O uso sistemático de processos de criação artística como meio principal de
entendimento e verificação da experiência de artistas pesquisadores, e demais sujeitos
envolvidos em seus estudos, possivelmente, reflete uma mudança metodológica no campo da
arte e, em específico, no campo teatral. No que tange este trabalho, indico que este uso
sistemático de processos me permite refletir sobre minha experiência pessoal em relação à
experiência de outros. Da mesma forma, me possibilita contrapor meus achados ao que consta
na literatura publicada sobre o assunto.

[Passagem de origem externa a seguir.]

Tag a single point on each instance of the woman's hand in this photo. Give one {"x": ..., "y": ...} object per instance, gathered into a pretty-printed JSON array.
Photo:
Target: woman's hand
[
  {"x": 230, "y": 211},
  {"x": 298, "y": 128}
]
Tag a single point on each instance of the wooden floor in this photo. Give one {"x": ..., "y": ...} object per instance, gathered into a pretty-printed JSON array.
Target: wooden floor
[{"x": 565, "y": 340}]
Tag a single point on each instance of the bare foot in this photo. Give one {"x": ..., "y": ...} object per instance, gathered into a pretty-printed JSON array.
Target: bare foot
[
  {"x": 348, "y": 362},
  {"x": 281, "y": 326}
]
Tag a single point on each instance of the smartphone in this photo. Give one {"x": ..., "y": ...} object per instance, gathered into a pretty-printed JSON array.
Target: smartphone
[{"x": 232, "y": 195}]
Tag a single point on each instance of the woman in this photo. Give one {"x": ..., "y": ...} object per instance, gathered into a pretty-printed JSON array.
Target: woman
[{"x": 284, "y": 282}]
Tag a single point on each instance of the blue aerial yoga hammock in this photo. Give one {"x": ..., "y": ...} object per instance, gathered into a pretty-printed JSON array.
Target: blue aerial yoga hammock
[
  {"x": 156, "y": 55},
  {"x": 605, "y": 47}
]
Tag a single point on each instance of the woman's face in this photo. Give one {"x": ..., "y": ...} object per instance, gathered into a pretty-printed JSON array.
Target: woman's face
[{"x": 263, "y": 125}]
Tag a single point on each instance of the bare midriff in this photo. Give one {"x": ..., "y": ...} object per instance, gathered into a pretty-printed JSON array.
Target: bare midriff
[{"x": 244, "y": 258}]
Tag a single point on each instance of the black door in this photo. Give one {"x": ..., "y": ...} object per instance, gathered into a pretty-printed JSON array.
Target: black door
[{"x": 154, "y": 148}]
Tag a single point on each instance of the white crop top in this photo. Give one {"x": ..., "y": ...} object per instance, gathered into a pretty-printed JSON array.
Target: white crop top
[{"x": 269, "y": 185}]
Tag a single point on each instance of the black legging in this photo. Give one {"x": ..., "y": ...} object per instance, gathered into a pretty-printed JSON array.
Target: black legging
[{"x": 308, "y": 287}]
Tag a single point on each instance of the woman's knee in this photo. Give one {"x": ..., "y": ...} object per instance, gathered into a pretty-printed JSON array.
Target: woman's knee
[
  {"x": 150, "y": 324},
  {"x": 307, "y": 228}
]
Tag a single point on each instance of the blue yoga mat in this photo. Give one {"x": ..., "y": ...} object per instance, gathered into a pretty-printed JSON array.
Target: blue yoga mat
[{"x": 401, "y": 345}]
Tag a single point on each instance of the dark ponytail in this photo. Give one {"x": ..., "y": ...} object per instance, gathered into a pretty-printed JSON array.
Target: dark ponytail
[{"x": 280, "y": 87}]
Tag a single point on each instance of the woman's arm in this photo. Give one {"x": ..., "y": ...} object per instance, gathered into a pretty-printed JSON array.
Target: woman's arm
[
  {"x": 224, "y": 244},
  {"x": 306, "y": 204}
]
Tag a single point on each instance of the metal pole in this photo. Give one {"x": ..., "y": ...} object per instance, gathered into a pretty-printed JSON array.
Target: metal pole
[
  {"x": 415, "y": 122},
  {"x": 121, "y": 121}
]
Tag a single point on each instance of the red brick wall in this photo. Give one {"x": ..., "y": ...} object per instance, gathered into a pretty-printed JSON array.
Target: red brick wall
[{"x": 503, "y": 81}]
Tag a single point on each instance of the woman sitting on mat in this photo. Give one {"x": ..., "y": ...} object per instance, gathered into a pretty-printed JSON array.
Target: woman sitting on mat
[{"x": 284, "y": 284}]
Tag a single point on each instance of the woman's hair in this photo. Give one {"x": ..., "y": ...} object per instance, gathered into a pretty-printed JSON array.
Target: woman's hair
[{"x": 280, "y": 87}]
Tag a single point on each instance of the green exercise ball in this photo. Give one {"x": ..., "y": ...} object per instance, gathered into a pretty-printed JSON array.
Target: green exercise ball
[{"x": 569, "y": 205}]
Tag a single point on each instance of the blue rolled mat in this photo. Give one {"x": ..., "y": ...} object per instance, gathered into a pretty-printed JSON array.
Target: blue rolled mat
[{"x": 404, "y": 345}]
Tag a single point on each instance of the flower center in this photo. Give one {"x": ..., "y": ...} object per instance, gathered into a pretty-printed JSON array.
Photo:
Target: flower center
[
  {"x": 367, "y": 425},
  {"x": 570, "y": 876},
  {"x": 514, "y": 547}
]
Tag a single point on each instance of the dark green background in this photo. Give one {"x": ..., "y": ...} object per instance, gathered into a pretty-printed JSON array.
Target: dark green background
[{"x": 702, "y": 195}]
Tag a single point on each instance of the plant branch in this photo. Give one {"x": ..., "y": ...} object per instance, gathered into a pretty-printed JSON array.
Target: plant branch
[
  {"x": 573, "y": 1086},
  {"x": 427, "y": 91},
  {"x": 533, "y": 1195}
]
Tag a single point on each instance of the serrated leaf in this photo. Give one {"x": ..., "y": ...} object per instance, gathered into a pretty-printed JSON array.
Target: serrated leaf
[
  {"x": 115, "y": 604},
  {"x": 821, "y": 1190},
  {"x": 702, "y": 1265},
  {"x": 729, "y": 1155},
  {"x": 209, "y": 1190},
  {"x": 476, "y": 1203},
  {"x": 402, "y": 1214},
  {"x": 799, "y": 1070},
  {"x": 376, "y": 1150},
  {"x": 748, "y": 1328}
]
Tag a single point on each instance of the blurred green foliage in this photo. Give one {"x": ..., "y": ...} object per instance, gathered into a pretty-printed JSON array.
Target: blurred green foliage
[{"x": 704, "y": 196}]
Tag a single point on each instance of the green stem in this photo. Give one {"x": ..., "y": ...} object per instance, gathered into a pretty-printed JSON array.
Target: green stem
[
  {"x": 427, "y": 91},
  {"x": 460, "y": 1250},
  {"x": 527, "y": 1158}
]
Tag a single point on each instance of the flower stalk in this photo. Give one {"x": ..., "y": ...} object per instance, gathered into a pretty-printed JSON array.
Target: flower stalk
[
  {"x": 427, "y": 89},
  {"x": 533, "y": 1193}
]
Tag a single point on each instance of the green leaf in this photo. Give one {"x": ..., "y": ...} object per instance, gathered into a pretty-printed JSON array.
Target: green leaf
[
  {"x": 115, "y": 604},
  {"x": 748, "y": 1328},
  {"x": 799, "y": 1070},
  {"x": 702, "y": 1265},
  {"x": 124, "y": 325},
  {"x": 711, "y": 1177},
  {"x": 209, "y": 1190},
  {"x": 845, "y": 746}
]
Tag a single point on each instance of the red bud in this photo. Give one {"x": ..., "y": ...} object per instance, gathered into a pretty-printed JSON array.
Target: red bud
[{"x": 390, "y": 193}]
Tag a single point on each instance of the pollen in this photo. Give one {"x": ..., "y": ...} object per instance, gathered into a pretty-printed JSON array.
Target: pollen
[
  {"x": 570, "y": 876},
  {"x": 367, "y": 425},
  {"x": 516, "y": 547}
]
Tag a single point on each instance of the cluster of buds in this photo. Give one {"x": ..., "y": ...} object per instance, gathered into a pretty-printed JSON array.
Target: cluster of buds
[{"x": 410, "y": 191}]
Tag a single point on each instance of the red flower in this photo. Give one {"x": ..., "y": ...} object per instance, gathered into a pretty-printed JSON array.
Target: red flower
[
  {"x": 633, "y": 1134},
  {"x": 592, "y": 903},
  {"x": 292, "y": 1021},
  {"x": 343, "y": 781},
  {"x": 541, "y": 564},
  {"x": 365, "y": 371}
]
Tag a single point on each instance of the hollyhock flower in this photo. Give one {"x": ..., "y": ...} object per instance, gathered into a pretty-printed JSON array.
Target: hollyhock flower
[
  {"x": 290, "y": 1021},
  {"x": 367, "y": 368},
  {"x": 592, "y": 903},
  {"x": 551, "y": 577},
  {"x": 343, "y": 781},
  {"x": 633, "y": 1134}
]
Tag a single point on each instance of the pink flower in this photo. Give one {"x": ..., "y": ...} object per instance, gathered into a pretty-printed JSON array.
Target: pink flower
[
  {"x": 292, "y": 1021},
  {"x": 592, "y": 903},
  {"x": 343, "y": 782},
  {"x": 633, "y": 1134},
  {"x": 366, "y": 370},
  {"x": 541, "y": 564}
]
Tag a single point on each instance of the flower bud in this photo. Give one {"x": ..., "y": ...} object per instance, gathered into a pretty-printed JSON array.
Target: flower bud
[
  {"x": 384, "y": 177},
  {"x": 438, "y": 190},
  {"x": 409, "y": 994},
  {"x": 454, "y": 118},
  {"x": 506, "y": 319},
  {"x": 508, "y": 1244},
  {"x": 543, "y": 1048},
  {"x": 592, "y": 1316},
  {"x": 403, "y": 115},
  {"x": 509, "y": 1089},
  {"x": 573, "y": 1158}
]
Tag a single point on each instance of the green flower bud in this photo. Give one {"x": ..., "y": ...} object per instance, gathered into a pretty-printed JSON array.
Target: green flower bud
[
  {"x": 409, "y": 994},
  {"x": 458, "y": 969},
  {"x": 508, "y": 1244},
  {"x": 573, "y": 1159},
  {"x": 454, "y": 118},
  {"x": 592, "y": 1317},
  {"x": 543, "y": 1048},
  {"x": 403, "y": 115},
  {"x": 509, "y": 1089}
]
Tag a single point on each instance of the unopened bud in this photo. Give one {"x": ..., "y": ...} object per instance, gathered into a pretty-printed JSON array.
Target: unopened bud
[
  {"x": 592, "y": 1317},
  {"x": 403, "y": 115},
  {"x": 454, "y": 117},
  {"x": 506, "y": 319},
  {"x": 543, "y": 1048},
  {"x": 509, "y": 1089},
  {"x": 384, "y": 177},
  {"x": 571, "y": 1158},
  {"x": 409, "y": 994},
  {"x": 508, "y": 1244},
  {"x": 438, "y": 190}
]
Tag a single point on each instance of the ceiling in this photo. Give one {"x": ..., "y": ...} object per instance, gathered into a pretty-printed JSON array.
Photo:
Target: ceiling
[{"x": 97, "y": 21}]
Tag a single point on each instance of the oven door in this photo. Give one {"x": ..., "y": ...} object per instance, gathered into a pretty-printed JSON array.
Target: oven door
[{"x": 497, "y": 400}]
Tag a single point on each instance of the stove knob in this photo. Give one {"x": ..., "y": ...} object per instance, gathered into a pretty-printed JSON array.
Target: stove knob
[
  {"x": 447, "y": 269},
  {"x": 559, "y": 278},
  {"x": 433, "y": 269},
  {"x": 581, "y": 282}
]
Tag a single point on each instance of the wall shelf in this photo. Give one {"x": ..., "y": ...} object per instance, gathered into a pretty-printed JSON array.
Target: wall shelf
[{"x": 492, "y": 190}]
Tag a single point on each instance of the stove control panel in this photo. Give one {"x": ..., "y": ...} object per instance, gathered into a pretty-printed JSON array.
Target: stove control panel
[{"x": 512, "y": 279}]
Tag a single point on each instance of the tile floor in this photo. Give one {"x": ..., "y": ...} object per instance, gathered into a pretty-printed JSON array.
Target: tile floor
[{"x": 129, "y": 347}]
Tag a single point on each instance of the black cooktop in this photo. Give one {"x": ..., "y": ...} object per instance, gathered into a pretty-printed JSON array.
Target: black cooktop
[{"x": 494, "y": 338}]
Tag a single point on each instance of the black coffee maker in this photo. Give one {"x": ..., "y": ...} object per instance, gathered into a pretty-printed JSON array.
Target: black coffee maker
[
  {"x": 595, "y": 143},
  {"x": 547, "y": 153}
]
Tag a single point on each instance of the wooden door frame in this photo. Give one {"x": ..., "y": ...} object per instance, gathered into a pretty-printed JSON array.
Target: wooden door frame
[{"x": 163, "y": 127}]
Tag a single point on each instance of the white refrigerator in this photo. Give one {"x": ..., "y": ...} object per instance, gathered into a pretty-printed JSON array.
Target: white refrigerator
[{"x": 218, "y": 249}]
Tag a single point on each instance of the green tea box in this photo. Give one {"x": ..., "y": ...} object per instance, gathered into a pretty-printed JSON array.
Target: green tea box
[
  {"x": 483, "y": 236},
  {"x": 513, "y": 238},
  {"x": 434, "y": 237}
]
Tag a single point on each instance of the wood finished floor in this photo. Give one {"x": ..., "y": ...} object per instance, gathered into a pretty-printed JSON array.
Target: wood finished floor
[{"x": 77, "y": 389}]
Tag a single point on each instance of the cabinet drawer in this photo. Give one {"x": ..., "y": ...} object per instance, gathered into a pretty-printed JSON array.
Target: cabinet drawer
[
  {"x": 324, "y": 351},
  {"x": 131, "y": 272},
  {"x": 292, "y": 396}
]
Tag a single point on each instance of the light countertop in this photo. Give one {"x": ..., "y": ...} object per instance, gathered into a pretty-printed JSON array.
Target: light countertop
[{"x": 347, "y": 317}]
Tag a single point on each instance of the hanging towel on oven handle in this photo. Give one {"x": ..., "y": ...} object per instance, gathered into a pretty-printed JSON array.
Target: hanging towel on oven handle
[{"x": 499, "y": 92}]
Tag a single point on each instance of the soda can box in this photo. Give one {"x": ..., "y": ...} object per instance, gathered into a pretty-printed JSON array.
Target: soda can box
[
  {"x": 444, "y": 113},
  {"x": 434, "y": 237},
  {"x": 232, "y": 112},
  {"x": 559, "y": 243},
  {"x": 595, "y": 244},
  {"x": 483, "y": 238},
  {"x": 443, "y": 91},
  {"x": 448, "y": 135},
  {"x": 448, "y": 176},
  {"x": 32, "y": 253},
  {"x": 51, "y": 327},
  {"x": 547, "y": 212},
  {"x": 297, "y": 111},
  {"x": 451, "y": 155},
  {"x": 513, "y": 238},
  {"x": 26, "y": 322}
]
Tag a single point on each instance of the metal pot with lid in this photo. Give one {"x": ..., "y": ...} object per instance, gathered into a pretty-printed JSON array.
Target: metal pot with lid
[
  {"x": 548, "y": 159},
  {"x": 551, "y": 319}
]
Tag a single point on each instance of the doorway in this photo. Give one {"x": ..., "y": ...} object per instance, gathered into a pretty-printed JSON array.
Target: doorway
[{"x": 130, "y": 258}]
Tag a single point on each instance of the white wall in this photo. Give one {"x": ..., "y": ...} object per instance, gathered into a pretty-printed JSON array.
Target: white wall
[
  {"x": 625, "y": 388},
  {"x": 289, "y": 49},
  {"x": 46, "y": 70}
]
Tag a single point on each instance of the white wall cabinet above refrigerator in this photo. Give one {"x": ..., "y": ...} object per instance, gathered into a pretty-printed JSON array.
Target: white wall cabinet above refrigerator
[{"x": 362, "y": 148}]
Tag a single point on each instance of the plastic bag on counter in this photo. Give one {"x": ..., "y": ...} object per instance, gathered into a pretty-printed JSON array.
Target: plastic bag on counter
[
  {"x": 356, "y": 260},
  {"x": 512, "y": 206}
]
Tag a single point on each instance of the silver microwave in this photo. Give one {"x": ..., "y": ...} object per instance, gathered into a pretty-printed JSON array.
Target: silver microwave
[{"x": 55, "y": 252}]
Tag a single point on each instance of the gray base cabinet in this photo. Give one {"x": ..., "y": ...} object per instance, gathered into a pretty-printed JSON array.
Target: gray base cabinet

Esse tipo de protocolo, enquanto alternativa para a
pesquisa artística, pode contribuir para a superação da dicotomia entre pesquisa científica e
prática.
Partindo do pressuposto que a arte, em nosso atual contexto sócio histórico, vem se
hibridizando com diferentes áreas do conhecimento, linguagens e dispositivos como estratégia
de resistência ou, melhor seria, sobrevivência o que nos impede de pensar em processos de
pesquisa e ensino, igualmente, híbridos?
Se, como coloca a teórica francesa Beatrice Piccon-Vallin, a ideia de ensinar poderia,
muito bem, ser substituída por experimentar, acredito que a pesquisa em artes e, mais
especificamente, na área teatral, poderia se basear na experimentação prática e teórica como
estratégia de visibilização das inúmeras possibilidades de solução para o mesmo problema.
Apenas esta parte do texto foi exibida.